L’après guerre de l’information menée par les autorités rwandaises pour contrôler l’image qui est donnée d’elles à l’échelle internationale est connue de tout observateur attentif des artifices rhétoriques et intimidations grossières régulièrement déployés à l’encontre d’organisations locales ou étrangères, chercheurs indépendants, bailleurs de fonds ou institutions onusiennes. Ces manœuvres du FPR sont documentées par de nombreux autres écrits[1].

 

Fait à Bruxelles, le 05/12/2014

Joseph MATATA, Coordinateur du CLIIR

 


[1] Voir entre autres : POTTIER, Johann (2002) : Re-imagining Rwanda.
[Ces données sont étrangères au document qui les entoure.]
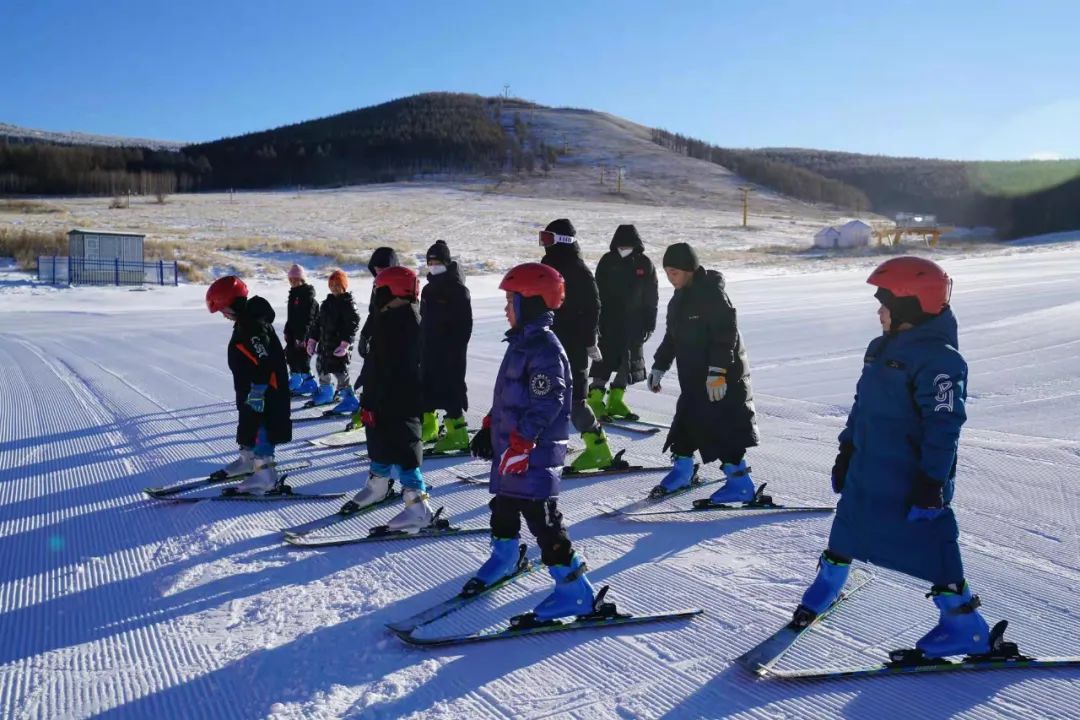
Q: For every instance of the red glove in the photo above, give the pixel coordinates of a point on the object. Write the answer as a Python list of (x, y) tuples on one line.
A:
[(515, 459)]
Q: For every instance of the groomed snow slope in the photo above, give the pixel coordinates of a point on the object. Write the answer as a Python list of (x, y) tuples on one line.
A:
[(118, 607)]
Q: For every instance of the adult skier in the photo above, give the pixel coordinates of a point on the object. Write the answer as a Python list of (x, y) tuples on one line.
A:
[(258, 368), (576, 325), (391, 406), (445, 326), (337, 329), (300, 324), (629, 298), (895, 467), (525, 435), (714, 415)]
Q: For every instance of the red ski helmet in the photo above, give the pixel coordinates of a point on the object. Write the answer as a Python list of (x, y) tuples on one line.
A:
[(402, 282), (532, 280), (910, 276), (224, 291)]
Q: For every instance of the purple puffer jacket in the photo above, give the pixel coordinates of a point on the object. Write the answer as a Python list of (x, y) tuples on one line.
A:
[(532, 396)]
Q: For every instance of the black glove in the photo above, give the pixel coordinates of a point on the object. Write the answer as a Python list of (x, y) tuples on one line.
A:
[(840, 465), (481, 444)]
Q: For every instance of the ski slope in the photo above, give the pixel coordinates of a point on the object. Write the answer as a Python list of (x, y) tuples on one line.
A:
[(115, 606)]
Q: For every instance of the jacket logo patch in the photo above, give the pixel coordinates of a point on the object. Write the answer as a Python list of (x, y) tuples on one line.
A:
[(540, 384), (944, 395)]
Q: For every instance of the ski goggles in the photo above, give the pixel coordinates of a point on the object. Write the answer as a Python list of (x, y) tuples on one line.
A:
[(548, 239)]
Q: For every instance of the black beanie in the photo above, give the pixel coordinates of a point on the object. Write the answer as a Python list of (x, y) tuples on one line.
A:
[(562, 227), (680, 256), (440, 252)]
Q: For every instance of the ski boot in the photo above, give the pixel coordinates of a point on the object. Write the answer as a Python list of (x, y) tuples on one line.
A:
[(574, 594), (617, 406), (824, 589), (264, 479), (377, 489), (505, 555), (416, 515), (349, 403), (322, 396), (595, 402), (960, 629), (679, 476), (739, 486), (308, 385), (456, 437), (596, 454), (429, 429)]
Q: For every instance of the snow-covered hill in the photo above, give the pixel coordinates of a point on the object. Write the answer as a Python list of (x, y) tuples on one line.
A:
[(113, 606)]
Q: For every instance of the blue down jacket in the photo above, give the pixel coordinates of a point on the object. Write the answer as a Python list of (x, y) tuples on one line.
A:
[(906, 418), (532, 396)]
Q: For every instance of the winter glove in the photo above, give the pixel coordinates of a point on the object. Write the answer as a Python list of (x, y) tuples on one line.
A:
[(257, 398), (481, 444), (716, 383), (928, 499), (840, 465), (515, 459)]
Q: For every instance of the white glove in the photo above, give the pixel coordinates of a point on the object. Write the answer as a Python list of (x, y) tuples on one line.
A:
[(716, 383)]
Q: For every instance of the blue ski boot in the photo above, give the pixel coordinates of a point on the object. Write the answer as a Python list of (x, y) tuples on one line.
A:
[(739, 487), (574, 594), (502, 561), (679, 476), (960, 629), (349, 403), (308, 385), (824, 589), (323, 396)]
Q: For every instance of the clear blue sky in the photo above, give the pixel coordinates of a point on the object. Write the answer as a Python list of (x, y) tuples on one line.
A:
[(971, 79)]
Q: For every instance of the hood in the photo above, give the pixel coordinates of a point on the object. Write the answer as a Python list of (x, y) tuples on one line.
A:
[(382, 257)]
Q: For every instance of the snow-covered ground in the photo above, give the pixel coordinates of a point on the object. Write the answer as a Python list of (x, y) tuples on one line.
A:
[(115, 606)]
Conflict, Survival and Disinformation in the Late Twentieth Century ; MUSABYIMANA Gaspard (2003) : La vraie nature du FPR/APR d’Ouganda au Rwanda ; Péan Pierre (2005) : Noir fureurs, blancs menteurs ; INGLAERE Bert (2007) : Does The Truth Pass across the Fire without Burning ?; INGELAERE Bert (2010) : « Do We Understand Life After Genocide ? Center and Periphery in the Construction of Knowedge in Rwanda » ; REYNTJENS Filip (2011) : Constructing the Truth, Dealing with Dissent, Domesticating the World : Governance in Post-Genocide Rwanda.